It’s just Facebook

Early last year, a former colleague at Hill Holliday and I had an interesting conversation about Dunbar’s Number. If you aren’t familiar with the concept, it is the result of an anthropological study that showed, on average, a person cannot manage more than 150 personal relationships at a time. That is a high level recap, and I suggest researching it more. It’s rather fascinating.

He told me that he actively tries to keep his friend list on Facebook under 150 friends by removing people he doesn’t interact with every month or so. His rationale, rooted in Dunbar’s Number, intrigued me, so I adopted this practice for the past year as an unstructured experiment.

My general criteria for whether I kept someone was:

1. I had to genuinely be interested in knowing what is happening in that person’s life.

2. We had to have been in contact within the past 60 days via any type of communication, online or offline. I even included a person liking or commenting on one of my posts or vice versa.

3. My memory of the last interaction with the person had to be a positive one, and I had to feel like we would be in contact again.

I, at the time, had 1,200+ friends on Facebook. In an hour I cut the list down to about 220. Over the next day, as I periodically looked through my friend list, I asked myself the hard question: “is this person really my friend?” This allowed me to slim the list down to 180.

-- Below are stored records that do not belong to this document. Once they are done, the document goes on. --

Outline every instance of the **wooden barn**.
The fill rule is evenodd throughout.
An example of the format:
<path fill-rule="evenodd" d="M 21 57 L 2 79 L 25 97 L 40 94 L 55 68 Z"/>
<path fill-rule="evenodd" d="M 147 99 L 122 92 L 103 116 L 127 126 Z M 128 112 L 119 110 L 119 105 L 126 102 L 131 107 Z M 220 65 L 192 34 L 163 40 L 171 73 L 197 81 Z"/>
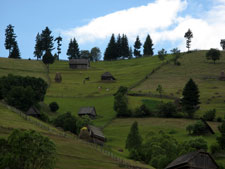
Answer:
<path fill-rule="evenodd" d="M 40 111 L 35 106 L 31 106 L 26 112 L 26 115 L 37 117 L 37 118 L 41 116 Z"/>
<path fill-rule="evenodd" d="M 209 153 L 204 151 L 191 152 L 178 157 L 165 169 L 217 169 L 218 165 Z"/>
<path fill-rule="evenodd" d="M 97 113 L 95 107 L 81 107 L 78 116 L 88 115 L 90 118 L 95 118 Z"/>
<path fill-rule="evenodd" d="M 88 69 L 90 61 L 88 59 L 70 59 L 69 66 L 71 69 Z"/>
<path fill-rule="evenodd" d="M 104 142 L 106 142 L 106 138 L 103 135 L 100 128 L 92 126 L 92 125 L 88 125 L 88 131 L 90 133 L 93 143 L 104 145 Z"/>
<path fill-rule="evenodd" d="M 108 81 L 114 81 L 116 80 L 115 77 L 110 72 L 105 72 L 101 76 L 101 80 L 108 80 Z"/>
<path fill-rule="evenodd" d="M 207 123 L 207 121 L 205 121 L 203 118 L 201 118 L 201 121 L 205 124 L 205 128 L 206 128 L 206 133 L 211 133 L 211 134 L 215 134 L 215 132 L 213 131 L 213 129 L 210 127 L 210 125 Z"/>
<path fill-rule="evenodd" d="M 61 82 L 62 82 L 62 76 L 61 76 L 61 73 L 56 72 L 56 74 L 55 74 L 55 82 L 56 82 L 56 83 L 61 83 Z"/>

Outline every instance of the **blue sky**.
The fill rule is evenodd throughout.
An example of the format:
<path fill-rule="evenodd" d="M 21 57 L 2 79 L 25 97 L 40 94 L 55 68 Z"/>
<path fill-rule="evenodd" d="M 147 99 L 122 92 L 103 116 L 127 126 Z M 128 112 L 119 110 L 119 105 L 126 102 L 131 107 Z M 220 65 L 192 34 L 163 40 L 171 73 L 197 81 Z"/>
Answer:
<path fill-rule="evenodd" d="M 48 26 L 63 37 L 61 59 L 67 59 L 70 38 L 81 50 L 97 46 L 104 53 L 112 33 L 125 33 L 130 46 L 137 35 L 153 39 L 155 53 L 161 48 L 185 50 L 183 35 L 194 34 L 192 49 L 220 48 L 225 38 L 225 0 L 1 0 L 0 57 L 5 28 L 12 24 L 22 58 L 32 58 L 35 37 Z M 56 51 L 53 51 L 53 54 Z"/>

This week, I decided to stop the experiment. I noted some interesting observations about my social behavior on Facebook:

1. I could never get my friend list below 180 for political reasons. There were always about 20 people who I don’t interact with that I wouldn’t remove because of my relationship to them. As an example, I don’t interact with my grandfather on Facebook, he doesn’t even use it, but I’m not going to remove him.

2. People always accepted my friend request when I added them to my list again. I found this to be the most intriguing observation because Facebook doesn’t notify you when people remove you as a friend. It validated, to a degree, in my mind that some people sincerely use Facebook to follow the lives of others they are interested in and care about.

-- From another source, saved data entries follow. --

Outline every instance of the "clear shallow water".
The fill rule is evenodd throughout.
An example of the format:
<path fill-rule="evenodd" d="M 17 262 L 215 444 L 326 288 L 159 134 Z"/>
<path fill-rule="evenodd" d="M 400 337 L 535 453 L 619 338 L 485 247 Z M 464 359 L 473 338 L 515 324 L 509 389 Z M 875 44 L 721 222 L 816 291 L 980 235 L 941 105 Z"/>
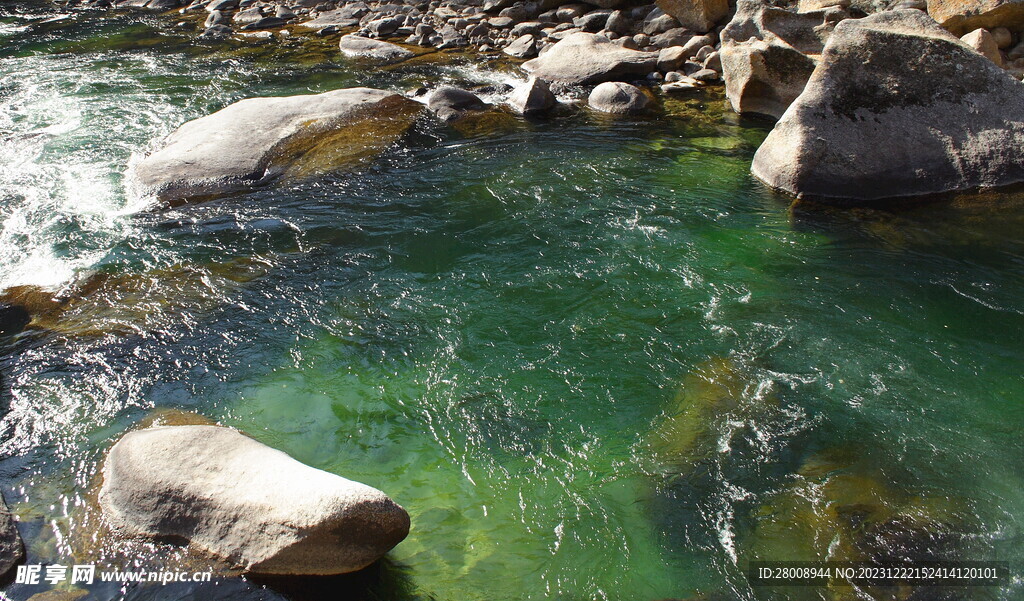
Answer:
<path fill-rule="evenodd" d="M 846 599 L 740 567 L 850 545 L 1019 572 L 1017 196 L 790 212 L 747 174 L 763 125 L 709 97 L 424 122 L 355 174 L 160 210 L 125 166 L 239 98 L 510 75 L 3 11 L 0 285 L 90 290 L 0 360 L 0 487 L 32 560 L 69 562 L 103 450 L 168 408 L 413 519 L 356 577 L 91 597 Z"/>

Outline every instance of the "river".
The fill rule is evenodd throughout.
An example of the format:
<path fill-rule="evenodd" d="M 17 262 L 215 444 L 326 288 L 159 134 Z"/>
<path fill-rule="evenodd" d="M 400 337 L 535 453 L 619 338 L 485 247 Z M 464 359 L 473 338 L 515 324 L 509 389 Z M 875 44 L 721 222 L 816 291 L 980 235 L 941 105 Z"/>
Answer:
<path fill-rule="evenodd" d="M 1020 572 L 1020 194 L 790 209 L 748 171 L 770 124 L 720 93 L 425 119 L 355 172 L 174 208 L 125 175 L 249 96 L 521 79 L 0 6 L 0 289 L 90 283 L 0 342 L 29 562 L 74 561 L 103 451 L 180 410 L 380 488 L 412 532 L 354 577 L 88 598 L 852 599 L 743 574 L 829 553 Z"/>

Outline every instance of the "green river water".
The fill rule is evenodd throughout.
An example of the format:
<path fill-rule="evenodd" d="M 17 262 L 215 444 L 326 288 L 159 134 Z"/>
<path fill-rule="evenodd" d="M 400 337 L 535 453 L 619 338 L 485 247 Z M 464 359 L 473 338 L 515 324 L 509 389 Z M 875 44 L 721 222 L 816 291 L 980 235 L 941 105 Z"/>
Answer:
<path fill-rule="evenodd" d="M 177 409 L 382 489 L 412 532 L 356 576 L 84 598 L 1024 598 L 1017 577 L 857 593 L 743 573 L 1020 573 L 1024 197 L 791 210 L 748 173 L 770 124 L 708 93 L 638 118 L 424 119 L 355 172 L 161 209 L 128 166 L 235 100 L 522 80 L 173 23 L 0 5 L 0 288 L 100 282 L 0 341 L 0 490 L 30 563 L 76 561 L 103 451 Z"/>

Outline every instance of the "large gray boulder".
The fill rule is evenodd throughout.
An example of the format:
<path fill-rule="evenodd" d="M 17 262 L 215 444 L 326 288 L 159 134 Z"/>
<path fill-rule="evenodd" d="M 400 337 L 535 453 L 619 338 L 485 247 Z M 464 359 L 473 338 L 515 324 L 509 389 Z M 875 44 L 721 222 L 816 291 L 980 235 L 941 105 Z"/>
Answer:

3. People always accepted my friend request if I added them back. Some people I added back as many as 3 times, and I was never questioned about it. This makes me wonder how people perceive the stickiness of relationships on Facebook versus those in the real world.

I tend to think people would have been offended or questioned my intentions if this communication medium were the phone. While there is a lot of research that shows people have the same emotional reactions to interactions with others through social media as they do offline, I look at Facebook as low touch in that people won’t get offended if you don’t post on their wall for their birthday. They will, though, get offended if you don’t call.

4. The smaller my friend count, the less interesting Facebook was to me. The less people liked or commented on my post, the less I paid attention to the platform.

There is something to be said about how having a large “following” in social media feeds our egos. The constant social validation you get from people liking or commenting of posts feeds our growing need for an endorphin fix.

5. Facebook’s accuracy decreased the lower my friend list was. I noticed the recommendations Facebook made on who I should become friends with or pages I should like became less and less accurate to me as time passed. I am assuming Facebook’s algorithm is more accurate if it has more data about the people you interact with to use in making recommendations.

All in all, this was an interesting experiment. Coming out of it I don’t feel like cutting my friend list down made it any easier to manage my personal relationships, because I don’t do that primarily through Facebook.

If anything, the experiment just reinforced in my mind that the number of friends/followers you have is meaningless if the relationships you have with those people are tangential. This holds true for people and brands.